Lorsqu'il parle du parcours de Frédérick, Patrick Roy a l'oeil pétillant. La détermination de son fils cadet suscite de l'admiration chez le père, qui se réjouit de le voir aller au bout de ses ambitions. «Il est un bel exemple de persévérance, mais aussi de... grandeur. Parce que Fred, ce n'est pas un géant. Mais il ouvre la porte à plein de petits joueurs. Il montre que ça vaut la peine de continuer à s'accrocher. Beaucoup de petits joueurs se disent qu'ils n'iront jamais nulle part, qu'ils n'auront pas ces opportunités-là», déplore-t-il. Sauf que le hockey a changé depuis le lock-out de 2004-2005 et un joueur de petit gabarit peut aujourd'hui aspirer à une carrière professionnelle. «Maintenant, le fait de jouer à 20 ans dans la LHJMQ, ce n'est pas nécessairement un désavantage. De mesurer 5'9", 5'10" et 5'11", ce n'est plus non plus un désavantage. Il y a des portes qui s'ouvrent dans le style de hockey d'aujourd'hui. C'est aux jeunes d'accepter le défi.»
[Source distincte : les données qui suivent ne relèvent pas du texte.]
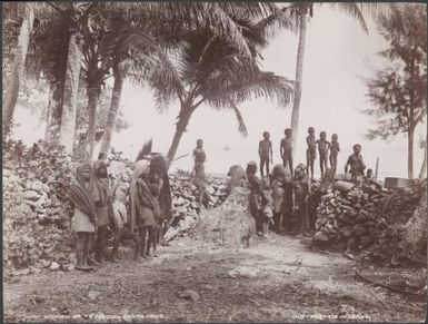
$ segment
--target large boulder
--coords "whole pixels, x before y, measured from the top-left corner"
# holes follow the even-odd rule
[[[191,235],[220,245],[248,247],[256,237],[256,222],[248,208],[249,190],[233,187],[217,208],[205,210]]]

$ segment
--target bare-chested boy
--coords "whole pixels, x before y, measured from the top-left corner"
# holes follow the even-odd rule
[[[308,149],[306,150],[306,168],[308,173],[310,170],[310,178],[313,179],[313,161],[317,158],[317,141],[315,139],[313,127],[308,128],[308,134],[306,138],[306,143],[308,144]]]
[[[345,173],[348,173],[348,166],[350,167],[351,181],[356,183],[358,176],[364,176],[366,165],[362,161],[361,145],[356,144],[354,146],[354,154],[348,157],[348,160],[345,165]]]
[[[203,200],[207,200],[208,195],[206,192],[206,173],[205,173],[205,161],[207,159],[207,156],[203,150],[203,141],[202,139],[198,139],[196,143],[196,148],[193,150],[193,158],[195,158],[195,167],[192,170],[193,177],[193,184],[198,188],[199,197],[198,197],[198,204],[199,204],[199,213],[202,208]]]
[[[270,153],[270,158],[269,158]],[[266,176],[269,176],[269,164],[272,163],[272,143],[270,141],[269,131],[263,131],[263,139],[259,143],[260,157],[260,175],[265,177],[263,169],[266,166]]]
[[[285,138],[281,139],[280,154],[282,158],[282,165],[288,166],[288,169],[292,177],[292,139],[291,139],[291,129],[287,128],[283,134]]]
[[[334,134],[331,136],[331,143],[330,143],[330,167],[332,169],[334,175],[336,174],[337,169],[337,156],[340,151],[339,143],[338,143],[338,136],[337,134]]]
[[[330,143],[327,140],[326,131],[321,131],[319,134],[318,144],[318,153],[319,153],[319,167],[321,169],[321,177],[324,177],[324,171],[327,169],[327,158],[328,158],[328,149],[330,147]]]

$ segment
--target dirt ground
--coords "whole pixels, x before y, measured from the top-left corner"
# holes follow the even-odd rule
[[[4,322],[424,322],[427,303],[359,282],[355,263],[271,234],[249,248],[189,238],[142,263],[4,283]]]

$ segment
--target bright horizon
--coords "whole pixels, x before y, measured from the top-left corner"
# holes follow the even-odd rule
[[[387,167],[386,174],[399,177],[407,176],[407,138],[395,137],[390,144],[380,140],[368,141],[362,134],[371,126],[371,119],[359,112],[369,105],[362,77],[370,77],[374,68],[380,67],[376,53],[382,49],[384,40],[377,33],[374,21],[367,18],[369,35],[358,21],[345,13],[317,8],[307,27],[307,39],[303,62],[302,98],[296,161],[306,163],[307,128],[315,127],[318,137],[321,130],[327,131],[328,139],[337,132],[341,151],[339,169],[342,168],[351,147],[356,143],[362,145],[362,156],[370,167],[375,167],[376,156],[380,158],[380,169]],[[263,51],[265,70],[272,71],[288,79],[295,78],[298,36],[281,30]],[[283,129],[290,126],[291,105],[278,109],[276,102],[265,99],[247,101],[239,108],[248,128],[248,137],[242,138],[237,130],[237,121],[232,111],[215,111],[201,106],[192,116],[181,139],[176,157],[191,154],[196,140],[202,138],[207,151],[207,171],[226,173],[233,164],[245,164],[248,158],[258,161],[257,148],[261,134],[268,130],[273,144],[273,160],[280,163],[279,141]],[[121,134],[115,134],[112,146],[122,150],[128,158],[135,158],[142,144],[153,138],[153,150],[167,153],[173,137],[178,102],[171,105],[166,114],[159,115],[148,89],[126,84],[120,109],[131,124]],[[42,138],[44,125],[37,127],[37,121],[29,119],[29,114],[17,107],[16,119],[21,124],[17,128],[16,138],[31,144]],[[33,124],[33,125],[31,125]],[[419,149],[419,136],[426,136],[426,125],[420,125],[415,136],[414,171],[417,176],[422,163],[422,150]],[[230,153],[225,161],[215,161],[216,154],[225,146]],[[387,160],[382,160],[379,148],[388,150]],[[389,161],[395,156],[395,163]],[[190,157],[175,164],[176,167],[191,169]],[[318,169],[318,160],[316,161]]]

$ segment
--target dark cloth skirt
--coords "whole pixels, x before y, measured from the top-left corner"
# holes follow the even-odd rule
[[[156,219],[153,210],[146,206],[140,206],[137,218],[138,227],[141,226],[155,226]]]
[[[109,208],[107,206],[104,207],[96,207],[97,210],[97,226],[107,226],[110,224],[110,218],[109,218]]]

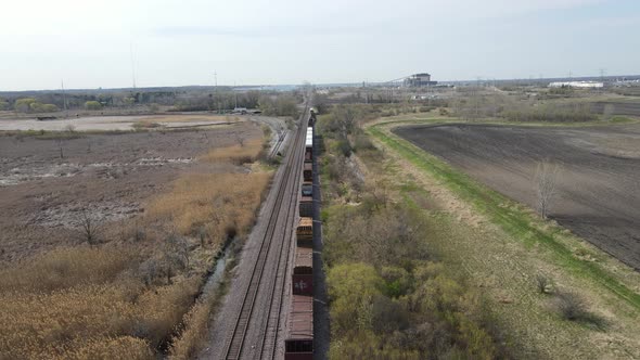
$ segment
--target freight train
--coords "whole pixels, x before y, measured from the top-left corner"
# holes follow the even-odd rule
[[[295,229],[294,266],[291,273],[291,306],[284,337],[285,360],[313,359],[313,128],[310,112],[305,140],[299,221]]]

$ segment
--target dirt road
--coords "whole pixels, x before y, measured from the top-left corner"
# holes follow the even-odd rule
[[[259,139],[261,130],[242,123],[62,140],[0,136],[0,263],[77,243],[84,207],[106,222],[125,221],[185,170],[235,171],[195,160],[210,149],[235,144],[235,136]]]
[[[640,126],[441,125],[394,132],[530,206],[536,165],[561,164],[551,218],[640,269]]]

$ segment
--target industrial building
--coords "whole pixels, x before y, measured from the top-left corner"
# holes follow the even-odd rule
[[[549,83],[550,88],[602,89],[603,82],[597,81],[556,81]]]
[[[437,85],[438,81],[431,80],[431,74],[422,73],[422,74],[413,74],[407,78],[405,78],[405,86],[409,88],[421,88],[421,87],[430,87]]]

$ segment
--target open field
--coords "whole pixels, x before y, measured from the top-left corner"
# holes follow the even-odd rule
[[[536,204],[539,162],[561,164],[550,217],[640,269],[640,127],[530,128],[482,125],[395,130],[511,198]]]
[[[65,131],[73,127],[77,131],[126,131],[137,127],[187,128],[225,125],[241,121],[239,116],[207,114],[194,115],[139,115],[139,116],[86,116],[39,121],[34,117],[0,118],[0,131],[44,130]]]
[[[226,163],[195,159],[212,149],[235,145],[236,133],[257,137],[260,130],[244,124],[63,140],[0,137],[0,260],[73,244],[85,207],[105,222],[124,221],[142,214],[143,201],[164,191],[181,171],[232,170]]]
[[[1,134],[0,358],[184,358],[199,346],[207,273],[246,236],[270,182],[252,163],[263,136],[248,121]]]
[[[489,301],[485,311],[515,358],[640,357],[638,272],[396,136],[391,129],[399,125],[410,124],[398,116],[367,128],[384,150],[386,181],[432,217],[426,242],[447,271]],[[585,318],[562,316],[565,294],[580,299]]]

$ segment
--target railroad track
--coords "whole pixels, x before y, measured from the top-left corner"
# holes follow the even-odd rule
[[[267,258],[268,255],[270,253],[270,248],[271,248],[271,243],[273,241],[273,237],[276,235],[276,230],[277,230],[277,226],[278,226],[278,219],[283,210],[283,203],[284,198],[286,197],[286,194],[289,191],[291,191],[292,189],[295,191],[295,189],[297,188],[297,183],[299,181],[299,175],[302,173],[302,164],[303,164],[303,156],[304,156],[304,151],[303,151],[303,142],[305,139],[305,130],[306,130],[306,121],[305,121],[305,117],[307,116],[307,113],[309,111],[309,106],[308,104],[305,106],[305,112],[302,115],[302,119],[299,121],[299,128],[298,128],[298,133],[296,134],[295,141],[293,146],[291,147],[291,151],[289,152],[289,154],[286,155],[286,164],[284,165],[284,172],[283,172],[283,177],[280,180],[279,183],[279,188],[278,188],[278,192],[277,192],[277,197],[276,197],[276,203],[273,205],[273,208],[271,210],[271,214],[269,216],[269,222],[268,222],[268,227],[267,230],[265,231],[265,235],[263,237],[263,241],[260,242],[260,248],[258,249],[258,257],[256,259],[256,261],[254,262],[254,267],[252,270],[252,275],[251,275],[251,280],[248,282],[248,285],[246,287],[246,292],[244,293],[243,296],[243,301],[242,301],[242,307],[240,309],[240,312],[235,319],[234,322],[234,326],[233,326],[233,332],[231,333],[230,338],[227,340],[227,345],[225,347],[225,358],[226,359],[240,359],[242,356],[242,351],[243,351],[243,345],[244,345],[244,340],[246,337],[246,332],[247,329],[249,326],[252,317],[254,316],[254,308],[255,308],[255,304],[256,304],[256,298],[258,296],[258,290],[260,287],[260,282],[263,280],[263,274],[265,273],[265,268],[267,266]],[[297,200],[297,196],[295,196],[297,194],[294,193],[294,198]],[[289,219],[290,217],[290,211],[291,211],[291,203],[287,204],[289,206],[286,206],[286,216],[284,217],[285,221]],[[294,207],[295,208],[295,207]],[[293,228],[293,223],[291,224],[290,228]],[[286,237],[284,239],[286,240]],[[284,241],[280,242],[280,246],[279,249],[280,252],[282,250],[282,246],[284,246]],[[290,245],[290,244],[289,244]],[[286,258],[289,258],[289,250],[291,249],[291,246],[287,247],[287,256]],[[282,260],[282,256],[279,257],[279,262],[278,262],[278,268],[276,270],[277,274],[280,272],[280,270],[282,269],[281,266],[281,261]],[[286,261],[286,260],[285,260]],[[286,269],[286,263],[284,266],[284,269]],[[284,270],[285,273],[286,270]],[[283,274],[279,280],[279,277],[276,275],[274,280],[271,282],[271,292],[270,292],[270,297],[269,297],[269,313],[267,314],[267,329],[269,326],[269,323],[272,323],[271,320],[271,309],[273,307],[273,298],[277,296],[280,296],[280,299],[282,298],[282,295],[284,294],[284,281],[285,281],[285,275]],[[281,283],[281,286],[278,286],[278,284]],[[280,292],[279,292],[280,290]],[[277,327],[276,327],[276,332],[278,332],[278,326],[280,323],[280,311],[281,311],[282,306],[279,306],[279,310],[278,310],[278,319],[277,321]],[[265,338],[263,338],[260,340],[260,358],[263,356],[263,352],[265,350],[265,345],[267,344],[267,342],[265,340]],[[276,353],[276,348],[277,348],[277,344],[272,344],[272,350],[269,351],[271,358],[274,357]]]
Inspiré par Audy-Marchessault et Tam

Frédérick Roy ne cherche pas bien loin pour trouver l'inspiration nécessaire afin de poursuivre son rêve. Il se contente de suivre ses anciens coéquipiers Jonthan Audy-Marchessault et Mikaël Tam (photo) qui, tout comme lui, se sont taillé des postes dans la Ligue américaine sans avoir été repêchés. Après avoir amorcé la saison avec les Bulls de San Francisco (ECHL), Tam s'est présenté au camp d'entraînement des Sharks de Worcester (LAH), avec qui il a décroché un contrat d'une saison. Blessé au bas du corps, il devrait être de retour au jeu sous peu. «Tam va très bien. De nous deux, c'est lui qui est passé par le chemin le plus dur. Il s'est présenté là-bas sans contrat. Je suis fier qu'il ait réussi ça», a soutenu Roy. De son côté, Jonathan Audy-Marchessault continue, après une remarquable saison recrue à Hartford, d'obtenir du succès en attaque, cumulant deux buts et cinq passes en sept matchs avec Springfield. «Jo, c'est une machine! C'est quelqu'un qui travaille tellement fort! Il est capable de passer, de scorer. En plus, c'est un très bon patineur. Je suis convaincu que s'il n'y avait pas eu de lock-out, il aurait joué des matchs dans la LNH», estime Roy.